Things that should (probably) be done before merging, from more important to less important:

[x] Better support the KV cache API: should work correctly when the functions are used on whole sequences.
- [ ] Replace usages of llama_kv_cache_seq_rm on parts of sequences to an equivalent way done using whole sequences (required for at least the server and parallel examples)
[x] Simultaneous sequence processing (required for the parallel example, the HellaSwag benchmark in the perplexity example, and probably also the server example)
~~GPU kernels for ggml_ssm_scan~~ (out of scope for this PR)
[ ] Quantization mixes (find out which weights are more important)
[ ] Find a better way to handle the KV cache size than by misusing metadata
[ ] Detect lack of tokenizer.json and use models/ggml-vocab-gpt-neox.gguf when converting a Mamba model to GGUF
[ ] Remove redundant comments

References

The Mamba paper
- https://arxiv.org/abs/2312.00752
Huge inspiration for initial implementation
- https://github.com/kroggen/mamba.c
Another minimal Mamba implementation
- https://github.com/johnma2006/mamba-minimal/blob/master/model.py
The official Mamba implementation
- https://github.com/state-spaces/mamba
Official Mamba model weights
- https://huggingface.co/state-spaces
- If you want to convert them, edit their config.json to add "architectures": ["MambaForCausalLM"], then also download the GPT-NeoX tokenizer files (I think only tokenizer.json and tokenizer_config.json are needed, but I'm not sure. Maybe special_tokens_map.json and vocab.json are needed too, but maybe not.) and put them in the model directory.
Mamba models, but (re-exported? (the layer names are slightly different)) with a more complete config.json and the presence of tokenizer.json, so they are much easier to convert out-of-the-box.
- https://huggingface.co/collections/Q-bert/mamba-65869481595e25821853d20d

Feb 05 '24 01:02 compilade

@compilade ust out of curiosity, is any convolution operation performed? I see some tensors with the name conv, but I never see ggml_conv_1d or ggml_conv_2d being used at any point.

Feb 05 '24 03:02 FSSRepo

@compilade ust out of curiosity, is any convolution operation performed? I see some tensors with the name conv, but I never see ggml_conv_1d or ggml_conv_2d being used at any point.
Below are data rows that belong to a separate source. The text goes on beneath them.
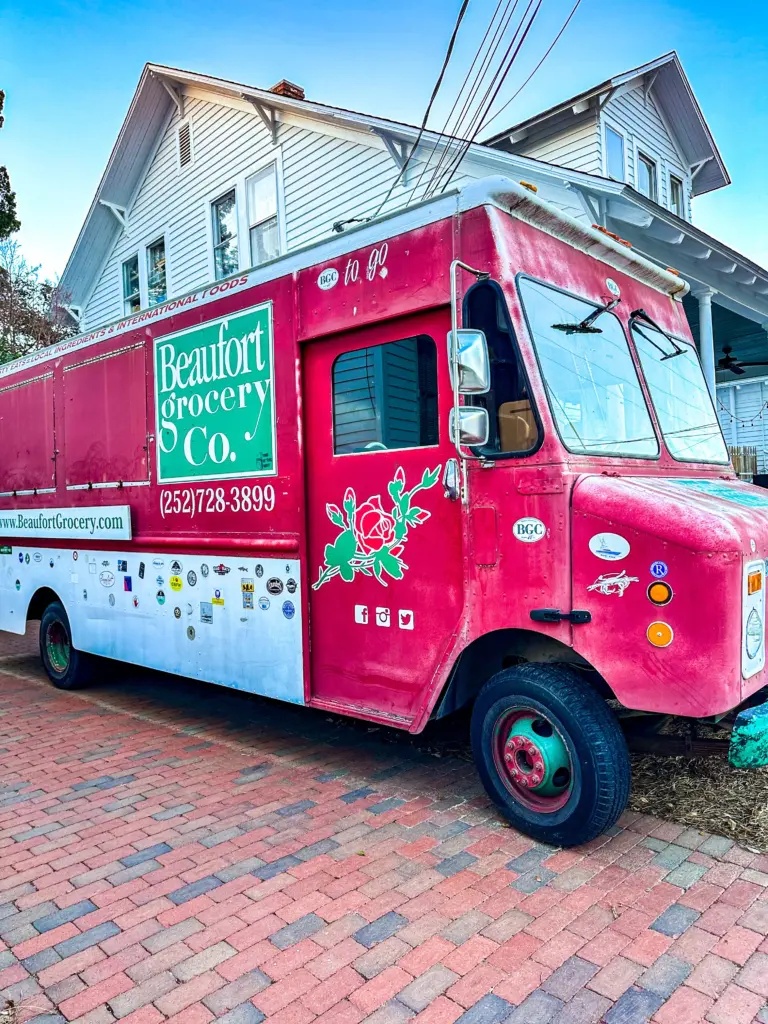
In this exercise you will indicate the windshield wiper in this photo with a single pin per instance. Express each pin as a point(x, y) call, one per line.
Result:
point(641, 314)
point(585, 327)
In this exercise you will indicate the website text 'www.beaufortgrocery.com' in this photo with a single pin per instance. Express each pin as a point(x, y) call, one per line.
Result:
point(110, 522)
@FSSRepo Well, at some point I tried to use ggml_conv_1d for this, but Mamba uses a number of groups equal to the number of in_channels, and ggml_conv_1d does not support setting the number of groups (at least, from what I understood when trying to make it work).

But it turns out that the desired operation in this case is exactly equivalent to making a self-overlapping view which shifts by one column at each stride in the 3rd dimension (which corresponds here to the number of tokens in the batch), and then doing a matrix multiplication with the conv1d weight of Mamba over the d_conv dimension (the kernel size of the convolution, which is 4). That matrix multiplication is done with ggml_mul and ggml_sum_rows because that way each row of the x tensor is still contiguous after permuting away the 1-sized dimension.
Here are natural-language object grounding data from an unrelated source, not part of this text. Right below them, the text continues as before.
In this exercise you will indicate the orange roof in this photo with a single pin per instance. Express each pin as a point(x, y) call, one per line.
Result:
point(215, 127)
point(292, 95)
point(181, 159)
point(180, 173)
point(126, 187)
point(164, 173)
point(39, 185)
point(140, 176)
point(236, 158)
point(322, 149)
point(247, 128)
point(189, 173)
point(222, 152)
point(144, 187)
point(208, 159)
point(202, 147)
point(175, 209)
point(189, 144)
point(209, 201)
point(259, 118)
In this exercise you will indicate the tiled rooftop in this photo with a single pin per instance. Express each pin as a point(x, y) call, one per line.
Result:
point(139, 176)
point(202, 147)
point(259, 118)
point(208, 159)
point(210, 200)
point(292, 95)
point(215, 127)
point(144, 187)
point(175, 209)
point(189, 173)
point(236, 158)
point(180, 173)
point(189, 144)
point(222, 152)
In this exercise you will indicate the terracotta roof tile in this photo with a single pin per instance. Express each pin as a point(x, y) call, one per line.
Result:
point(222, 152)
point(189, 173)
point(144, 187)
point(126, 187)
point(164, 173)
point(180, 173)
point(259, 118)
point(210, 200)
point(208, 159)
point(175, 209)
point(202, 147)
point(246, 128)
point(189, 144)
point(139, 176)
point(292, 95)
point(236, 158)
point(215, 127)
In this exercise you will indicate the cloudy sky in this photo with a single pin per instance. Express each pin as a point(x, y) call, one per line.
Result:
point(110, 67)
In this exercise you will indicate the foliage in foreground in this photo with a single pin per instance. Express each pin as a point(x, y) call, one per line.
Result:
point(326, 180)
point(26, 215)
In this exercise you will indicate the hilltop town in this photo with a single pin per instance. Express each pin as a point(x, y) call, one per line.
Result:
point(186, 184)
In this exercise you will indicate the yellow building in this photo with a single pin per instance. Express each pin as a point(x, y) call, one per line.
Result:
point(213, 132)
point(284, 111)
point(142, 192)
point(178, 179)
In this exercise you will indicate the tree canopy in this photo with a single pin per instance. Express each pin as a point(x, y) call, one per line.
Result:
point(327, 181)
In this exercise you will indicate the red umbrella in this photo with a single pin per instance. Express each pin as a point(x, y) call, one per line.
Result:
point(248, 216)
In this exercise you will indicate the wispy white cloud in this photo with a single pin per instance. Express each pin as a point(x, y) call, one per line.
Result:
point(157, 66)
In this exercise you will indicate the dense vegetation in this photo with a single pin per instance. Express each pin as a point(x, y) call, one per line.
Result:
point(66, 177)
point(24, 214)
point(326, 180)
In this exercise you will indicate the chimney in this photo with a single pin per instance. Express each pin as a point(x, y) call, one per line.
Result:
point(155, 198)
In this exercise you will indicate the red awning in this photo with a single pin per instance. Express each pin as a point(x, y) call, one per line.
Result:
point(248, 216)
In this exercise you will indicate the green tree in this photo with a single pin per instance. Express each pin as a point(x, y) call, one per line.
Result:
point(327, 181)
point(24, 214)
Not sure if I'm explaining this clearly, because I did not really know anything about convolutions before working on this.

(Here are the relevant lines for the "conv" step in my implementation.)

I figured this out when thinking about how to process multiple tokens at a time in the "conv" step when starting from how the next conv_state is built one token at a time in mamba.c and the corresponding lines in the official "simple" implementation. What I ended up with is much simpler than what I initially thought would have been necessary for batch processing.

Feb 05 '24 04:02 compilade

Regarding the KV questions: IIUC one slot is needed per sequence, so in that sense the KV cache size could be interpreted as the maximum number of distinct sequences that can be processed simultaneously.

(What follows are some thoughts about where the number of distinct sequences should be taken from. TL;DR at the end.)

For Mamba 3B, each KV slot takes 23.75 MiB. If the value is taken from n_ctx, since the default value is 512, the KV cache would take 512 times 23.75 MiB, which is 11.875 GiB, an unacceptably large amount of used memory (especially since most people won't use anywhere near 512 distinct sequences at the same time). Also, even if somehow a very small n_ctx is used with Mamba, almost everything currently seems to expect the input prompt(s) to never be bigger than the context size, which complicates this solution. But at least, since quite a lot of memory calculations are based on n_ctx, less initialization code has to be changed.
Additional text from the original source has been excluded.